Parità di genere e femminicidio, due improprietà lessicali abusate dai media e da tutti noi
Non condividiamo invece, sempre nel Rapporto Astra per Inc Lab, le posizioni lessicali e glottologiche della Rai che, nell’impegno contro la violenza di genere, invoca la “parità di genere”. Che è una dizione impropria. Innanzitutto per una interpretazione errata della Costituzione. Dove, all’art. 3, non parla di parità di genere, ma di pari dignità senza distinzione di sesso, razza, lingua, religione. E poi per un uso sbagliato che se ne fa sui media. Al di là delle sottigliezze di oggi, i generi sono e restano due, maschile e femminile, e quindi non possono essere pari, né è ammissibile la locuzione parità di genere, ma – se ci si vuole esprimere in una italiano corretto – tra uomo e donna esiste piuttosto l’equità di genere. L’altro errore che, secondo la nostra modesta opinione, si fa oggi è quello dell’uso del termine femminicidio. Una parola non solo orribile a scriversi e pronunciarsi, ma anche lessicalmente errata nella lingua italiana.

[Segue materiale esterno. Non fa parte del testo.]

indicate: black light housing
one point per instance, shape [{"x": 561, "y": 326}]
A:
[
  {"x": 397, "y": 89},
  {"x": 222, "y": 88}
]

L’ho scritto anche altre volte. Qualcuno si è alzato una mattina ed ha deciso di inventarsi un neologismo non solo cacofonico ma anche inutile per distinguere l’assassinio di un uomo (omicidio) da quello di una donna (femminicidio). Innanzitutto perché la parola femmina non equivale lessicalmente alla donna umana ma può esserlo anche per quella di gatto, di gallina, di labrador e così via. Ma anche perché l’etimo giusto di omicidio non è il latino homo, ma il greco ὅμοιος cioè simile, e quindi omicidio è l’uccisione di un proprio simile, uomo o donna, senza distinzioni. E’ lo stesso etimo che vale per omofobia od omofilia – sempre da ὅμοιος – che significano disprezzo o attrazione non verso l’uomo, ma verso un proprio simile. Ed allora perché non possiamo farlo anche per omicidio? E ci chiediamo anche cosa diavolo significhi femminicidio. Perché non chiamarlo più correttamente ginocidio (da γυνή = donna)? Insomma per noi femminicidio è solo una parolaccia, un obbrobrio cacofonico, spregevole anche a pronunciarsi. Da come si regolano la Rai e gli altri grandi media, i film o i serial per la tv danno l’impressione di generalizzare la violenza di genere. Che non è un fatto biologico ma culturale, e che, in mano a chi non lo sa gestire,
diventa uno stereotipo patriarcale da superare. Insomma, la nostra lingua va ripensata e rispettata se vogliamo rifondare l’umanità perduta.